Further into the body, methamphetamine has been implicated in damages to the kidney and liver. In the kidney, methamphetamine use has been shown to cause acute kidney failure by constriction of the blood vessels that nourish the kidney. In the liver, methamphetamines have been shown to cause direct liver damage both through the drug itself and through the many contaminants street methamphetamine often contains.
Harmful side effects
Through its action on the dopamine and serotonin neurons in the brain, methamphetamine can cause paranoia, hallucinations, and severe mood disturbances. Methampethamine can also cause stroke through an increase in blood pressure, along with seizures. Other commonly seen side effects include irregular heart rate, damage to small blood vessels in the brain and eyes, and hyperthermia, which is an unregulated increase in the body’s temperature.
The effects of methamphetamine on unborn babies in pregnant women can be significant.
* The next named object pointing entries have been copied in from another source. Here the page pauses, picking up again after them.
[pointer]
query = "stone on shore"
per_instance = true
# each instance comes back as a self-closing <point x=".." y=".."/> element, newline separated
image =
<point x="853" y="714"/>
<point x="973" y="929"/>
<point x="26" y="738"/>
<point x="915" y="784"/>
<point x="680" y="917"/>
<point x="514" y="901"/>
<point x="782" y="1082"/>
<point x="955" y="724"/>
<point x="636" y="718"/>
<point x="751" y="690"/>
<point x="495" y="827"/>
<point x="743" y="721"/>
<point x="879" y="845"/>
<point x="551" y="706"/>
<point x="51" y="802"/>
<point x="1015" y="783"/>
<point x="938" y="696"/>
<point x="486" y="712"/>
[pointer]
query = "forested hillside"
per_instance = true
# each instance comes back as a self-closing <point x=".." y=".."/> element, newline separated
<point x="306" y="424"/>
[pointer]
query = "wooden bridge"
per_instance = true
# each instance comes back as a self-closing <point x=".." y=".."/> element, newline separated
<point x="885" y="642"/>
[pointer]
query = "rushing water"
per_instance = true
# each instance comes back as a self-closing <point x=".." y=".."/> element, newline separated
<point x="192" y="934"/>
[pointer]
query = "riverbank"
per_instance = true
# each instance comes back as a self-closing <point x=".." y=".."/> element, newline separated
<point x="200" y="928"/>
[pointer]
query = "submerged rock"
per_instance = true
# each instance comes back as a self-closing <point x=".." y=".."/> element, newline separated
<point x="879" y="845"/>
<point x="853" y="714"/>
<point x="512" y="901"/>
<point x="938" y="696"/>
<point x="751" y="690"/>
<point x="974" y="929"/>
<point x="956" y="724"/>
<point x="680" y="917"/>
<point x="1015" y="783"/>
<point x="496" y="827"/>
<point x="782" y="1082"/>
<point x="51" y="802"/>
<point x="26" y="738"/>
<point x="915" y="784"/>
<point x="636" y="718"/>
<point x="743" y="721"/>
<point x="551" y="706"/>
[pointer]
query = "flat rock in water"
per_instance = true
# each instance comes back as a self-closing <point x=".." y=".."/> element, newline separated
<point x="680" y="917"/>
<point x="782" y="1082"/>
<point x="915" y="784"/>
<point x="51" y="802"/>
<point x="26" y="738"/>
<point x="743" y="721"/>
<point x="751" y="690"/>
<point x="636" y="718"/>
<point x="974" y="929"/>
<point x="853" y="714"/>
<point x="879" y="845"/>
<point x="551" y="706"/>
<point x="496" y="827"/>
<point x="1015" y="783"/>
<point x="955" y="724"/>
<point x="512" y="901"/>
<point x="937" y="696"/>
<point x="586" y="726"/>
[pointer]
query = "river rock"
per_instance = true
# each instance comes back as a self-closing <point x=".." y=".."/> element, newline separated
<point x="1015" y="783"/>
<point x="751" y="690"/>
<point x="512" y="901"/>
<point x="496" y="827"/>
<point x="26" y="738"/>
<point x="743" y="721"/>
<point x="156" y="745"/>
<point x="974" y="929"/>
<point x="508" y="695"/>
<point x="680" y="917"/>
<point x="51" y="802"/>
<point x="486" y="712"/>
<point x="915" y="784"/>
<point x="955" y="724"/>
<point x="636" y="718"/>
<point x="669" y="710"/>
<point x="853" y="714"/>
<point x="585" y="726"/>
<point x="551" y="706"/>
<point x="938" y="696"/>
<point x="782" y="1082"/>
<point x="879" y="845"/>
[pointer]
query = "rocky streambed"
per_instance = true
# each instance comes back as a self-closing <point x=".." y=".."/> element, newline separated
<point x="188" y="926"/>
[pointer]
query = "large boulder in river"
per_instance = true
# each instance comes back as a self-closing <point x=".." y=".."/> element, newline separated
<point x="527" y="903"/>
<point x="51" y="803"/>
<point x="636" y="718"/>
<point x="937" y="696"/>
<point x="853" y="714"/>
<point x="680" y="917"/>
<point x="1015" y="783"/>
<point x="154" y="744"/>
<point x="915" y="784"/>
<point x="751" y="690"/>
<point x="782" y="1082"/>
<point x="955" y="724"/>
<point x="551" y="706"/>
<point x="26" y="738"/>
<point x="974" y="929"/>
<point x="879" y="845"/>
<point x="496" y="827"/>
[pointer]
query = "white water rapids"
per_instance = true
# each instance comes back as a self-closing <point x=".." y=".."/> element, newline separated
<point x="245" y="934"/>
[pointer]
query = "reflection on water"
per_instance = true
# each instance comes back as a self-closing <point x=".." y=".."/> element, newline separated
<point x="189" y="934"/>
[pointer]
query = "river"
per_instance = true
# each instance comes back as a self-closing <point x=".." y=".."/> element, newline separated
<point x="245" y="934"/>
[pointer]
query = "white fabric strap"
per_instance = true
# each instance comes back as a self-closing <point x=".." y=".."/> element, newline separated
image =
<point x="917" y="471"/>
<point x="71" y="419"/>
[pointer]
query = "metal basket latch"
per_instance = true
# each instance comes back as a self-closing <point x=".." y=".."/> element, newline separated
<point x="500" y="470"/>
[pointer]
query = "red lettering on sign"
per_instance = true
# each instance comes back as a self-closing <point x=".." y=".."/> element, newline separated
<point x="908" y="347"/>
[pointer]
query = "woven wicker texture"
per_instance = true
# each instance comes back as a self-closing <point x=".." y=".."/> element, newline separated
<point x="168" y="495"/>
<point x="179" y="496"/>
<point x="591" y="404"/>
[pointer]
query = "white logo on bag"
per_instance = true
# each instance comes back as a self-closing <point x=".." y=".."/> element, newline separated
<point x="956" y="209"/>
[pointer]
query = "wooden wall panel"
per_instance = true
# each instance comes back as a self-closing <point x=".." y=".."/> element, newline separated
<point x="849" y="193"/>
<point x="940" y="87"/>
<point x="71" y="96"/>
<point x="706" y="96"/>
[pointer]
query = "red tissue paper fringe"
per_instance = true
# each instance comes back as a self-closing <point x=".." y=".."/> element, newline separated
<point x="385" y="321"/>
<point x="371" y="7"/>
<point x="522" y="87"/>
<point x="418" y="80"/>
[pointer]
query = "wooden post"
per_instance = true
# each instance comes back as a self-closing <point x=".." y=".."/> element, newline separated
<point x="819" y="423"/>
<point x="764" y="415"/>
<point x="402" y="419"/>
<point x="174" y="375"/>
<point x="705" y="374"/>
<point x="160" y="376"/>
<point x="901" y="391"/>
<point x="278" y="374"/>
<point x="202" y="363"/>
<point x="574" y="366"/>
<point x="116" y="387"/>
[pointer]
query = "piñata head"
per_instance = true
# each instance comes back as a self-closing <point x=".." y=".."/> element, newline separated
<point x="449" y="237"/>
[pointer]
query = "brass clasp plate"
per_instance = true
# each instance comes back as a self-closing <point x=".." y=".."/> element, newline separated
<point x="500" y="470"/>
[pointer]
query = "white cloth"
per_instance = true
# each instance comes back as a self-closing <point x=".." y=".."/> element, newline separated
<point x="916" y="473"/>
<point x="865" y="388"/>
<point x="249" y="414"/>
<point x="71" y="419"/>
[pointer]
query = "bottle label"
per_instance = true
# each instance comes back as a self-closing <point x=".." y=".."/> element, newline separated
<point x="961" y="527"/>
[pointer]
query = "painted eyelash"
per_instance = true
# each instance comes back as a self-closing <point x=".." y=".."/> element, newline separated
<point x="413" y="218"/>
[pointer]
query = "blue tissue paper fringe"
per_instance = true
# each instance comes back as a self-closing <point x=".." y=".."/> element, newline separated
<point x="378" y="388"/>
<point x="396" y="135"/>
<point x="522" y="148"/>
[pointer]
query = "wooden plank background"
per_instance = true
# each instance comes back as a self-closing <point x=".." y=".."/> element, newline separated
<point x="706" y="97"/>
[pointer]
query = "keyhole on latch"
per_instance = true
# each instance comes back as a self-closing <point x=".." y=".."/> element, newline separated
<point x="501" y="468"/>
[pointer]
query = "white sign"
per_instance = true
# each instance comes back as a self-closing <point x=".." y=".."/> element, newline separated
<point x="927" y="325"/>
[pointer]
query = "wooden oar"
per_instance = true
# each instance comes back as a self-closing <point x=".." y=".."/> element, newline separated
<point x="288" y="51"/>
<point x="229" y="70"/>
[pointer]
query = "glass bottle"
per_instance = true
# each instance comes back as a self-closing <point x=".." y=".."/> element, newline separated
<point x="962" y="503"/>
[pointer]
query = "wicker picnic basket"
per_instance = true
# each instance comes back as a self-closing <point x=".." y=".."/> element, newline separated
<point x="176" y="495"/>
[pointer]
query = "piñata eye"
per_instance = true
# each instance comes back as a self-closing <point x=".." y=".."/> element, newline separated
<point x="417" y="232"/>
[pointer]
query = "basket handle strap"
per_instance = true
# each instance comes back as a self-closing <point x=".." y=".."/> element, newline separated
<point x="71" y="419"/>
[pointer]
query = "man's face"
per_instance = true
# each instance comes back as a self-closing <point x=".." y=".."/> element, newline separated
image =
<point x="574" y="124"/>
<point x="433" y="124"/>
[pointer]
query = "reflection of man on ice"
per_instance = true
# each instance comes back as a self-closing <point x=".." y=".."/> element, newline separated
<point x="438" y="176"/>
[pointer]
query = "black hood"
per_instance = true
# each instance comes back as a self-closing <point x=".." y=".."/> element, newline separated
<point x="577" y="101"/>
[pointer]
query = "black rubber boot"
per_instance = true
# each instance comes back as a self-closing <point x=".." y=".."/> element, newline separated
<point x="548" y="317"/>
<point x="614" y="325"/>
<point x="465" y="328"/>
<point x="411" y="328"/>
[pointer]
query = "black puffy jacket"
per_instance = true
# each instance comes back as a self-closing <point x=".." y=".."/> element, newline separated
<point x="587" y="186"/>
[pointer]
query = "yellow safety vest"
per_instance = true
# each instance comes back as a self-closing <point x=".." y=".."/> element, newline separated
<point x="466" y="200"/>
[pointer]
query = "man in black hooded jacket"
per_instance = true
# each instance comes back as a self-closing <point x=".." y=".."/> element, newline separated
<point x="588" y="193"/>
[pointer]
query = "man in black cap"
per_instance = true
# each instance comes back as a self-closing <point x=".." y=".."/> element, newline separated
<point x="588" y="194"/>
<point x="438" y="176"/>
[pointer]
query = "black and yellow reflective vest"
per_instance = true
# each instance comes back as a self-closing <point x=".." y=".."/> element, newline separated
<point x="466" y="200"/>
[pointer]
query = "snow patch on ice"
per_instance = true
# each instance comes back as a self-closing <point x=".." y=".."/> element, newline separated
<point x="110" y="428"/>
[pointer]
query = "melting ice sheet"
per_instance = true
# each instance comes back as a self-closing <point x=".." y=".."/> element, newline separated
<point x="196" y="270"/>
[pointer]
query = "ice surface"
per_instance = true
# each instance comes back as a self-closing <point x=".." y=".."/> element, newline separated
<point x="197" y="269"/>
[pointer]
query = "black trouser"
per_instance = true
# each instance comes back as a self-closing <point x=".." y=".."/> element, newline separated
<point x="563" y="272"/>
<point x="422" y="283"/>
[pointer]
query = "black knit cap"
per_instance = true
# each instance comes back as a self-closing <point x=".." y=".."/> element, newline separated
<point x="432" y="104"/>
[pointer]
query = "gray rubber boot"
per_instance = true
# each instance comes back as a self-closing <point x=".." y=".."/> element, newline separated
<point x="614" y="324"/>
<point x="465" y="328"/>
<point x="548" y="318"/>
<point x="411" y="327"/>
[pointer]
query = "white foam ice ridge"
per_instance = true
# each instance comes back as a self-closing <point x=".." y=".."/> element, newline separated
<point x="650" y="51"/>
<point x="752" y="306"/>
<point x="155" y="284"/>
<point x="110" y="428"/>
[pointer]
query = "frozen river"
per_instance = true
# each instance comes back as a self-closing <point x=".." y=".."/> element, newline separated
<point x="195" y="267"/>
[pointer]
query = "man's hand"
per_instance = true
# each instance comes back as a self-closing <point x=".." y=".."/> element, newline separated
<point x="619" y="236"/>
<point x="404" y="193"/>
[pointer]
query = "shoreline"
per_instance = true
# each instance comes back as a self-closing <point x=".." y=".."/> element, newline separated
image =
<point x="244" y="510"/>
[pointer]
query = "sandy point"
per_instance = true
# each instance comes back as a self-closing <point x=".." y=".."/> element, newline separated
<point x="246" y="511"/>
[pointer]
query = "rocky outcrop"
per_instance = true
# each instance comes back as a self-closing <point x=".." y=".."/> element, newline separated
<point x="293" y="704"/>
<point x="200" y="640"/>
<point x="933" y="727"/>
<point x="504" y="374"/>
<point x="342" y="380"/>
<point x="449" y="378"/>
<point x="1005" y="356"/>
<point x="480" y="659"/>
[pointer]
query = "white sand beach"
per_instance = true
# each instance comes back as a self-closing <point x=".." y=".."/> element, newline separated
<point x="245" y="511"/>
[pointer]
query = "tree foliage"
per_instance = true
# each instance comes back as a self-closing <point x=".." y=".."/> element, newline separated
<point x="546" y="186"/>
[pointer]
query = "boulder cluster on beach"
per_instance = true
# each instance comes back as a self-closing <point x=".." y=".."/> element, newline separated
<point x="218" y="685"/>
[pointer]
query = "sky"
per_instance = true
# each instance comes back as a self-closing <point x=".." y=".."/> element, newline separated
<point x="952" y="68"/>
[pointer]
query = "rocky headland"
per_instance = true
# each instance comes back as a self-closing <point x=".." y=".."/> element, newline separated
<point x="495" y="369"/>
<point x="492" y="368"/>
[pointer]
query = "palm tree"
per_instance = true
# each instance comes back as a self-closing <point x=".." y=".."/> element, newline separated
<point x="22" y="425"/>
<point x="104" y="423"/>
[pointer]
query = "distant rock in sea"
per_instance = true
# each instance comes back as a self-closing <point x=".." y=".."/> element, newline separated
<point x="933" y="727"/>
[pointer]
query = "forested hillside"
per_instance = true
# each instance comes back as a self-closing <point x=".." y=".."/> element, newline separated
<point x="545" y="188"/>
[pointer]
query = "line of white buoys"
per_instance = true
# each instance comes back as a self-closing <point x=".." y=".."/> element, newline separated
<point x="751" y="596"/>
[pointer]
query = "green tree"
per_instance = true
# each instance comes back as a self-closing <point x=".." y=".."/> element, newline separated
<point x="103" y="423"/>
Methamphetamine has been known to cause spontaneous abortions or severe birth defects. Babies born to mothers who use methamphetamine often have low birth weights, tremors, excessive crying spells, along with behavioral disorders that can last well into late childhood.
Long-term health effects
The most problematic long-term health effect of methamphetamine use is addiction, which can be considered a chronic, hard-to-treat disease characterized by chronic drug-seeking behavior and drug use. Methamphetamine is known to cause long-term changes to the brain, and scientists are just now beginning to understand how damaging these changes can be. Chronically addicted methamphetamine users can exhibit antisocial symptoms such as erratic violent behavior. Other long-term mental and behavioral changes that are seen include confusion, paranoia, auditory and visual hallucinations, and the sensation of insects crawling on the skin that is called “formication.” There can be such extensive damage to the brain from long-term use that it is often difficult to recognize a methamphetamine abuser from a person who has chronic schizophrenia.
Several recent studies have used brain-imaging studies to show the damaging effects of long-term methamphetamine use. In a study of 26 long-term metamphetamine users in California, magnetic resonance spectroscopy showed that the brains of these users had extensive damage as compared to people who were not long-term methamphetamine users. Another study in 2001 showed through the use of positron emission tomography (PET) scanning that the brains of long-term users of methamphetamine had significantly less neurons (brain cells) involved in the manufacture and transport of dopamine as compared to non-methamphetamine users.
In addition to brain damage, long-term methamphetamine users suffer from other health effects. Chronic users of methamphetamine can damage their heart, resulting in inflammation of the heart lining. Long-term methamphetamine users, especially those that inject the drug, are commonly seen with skin ulcers and skin infections. Also, by using needles to inject the drug, chronic methamphetamine abusers are at high risk of developing hepatitis B and C, along with HIV and AIDS.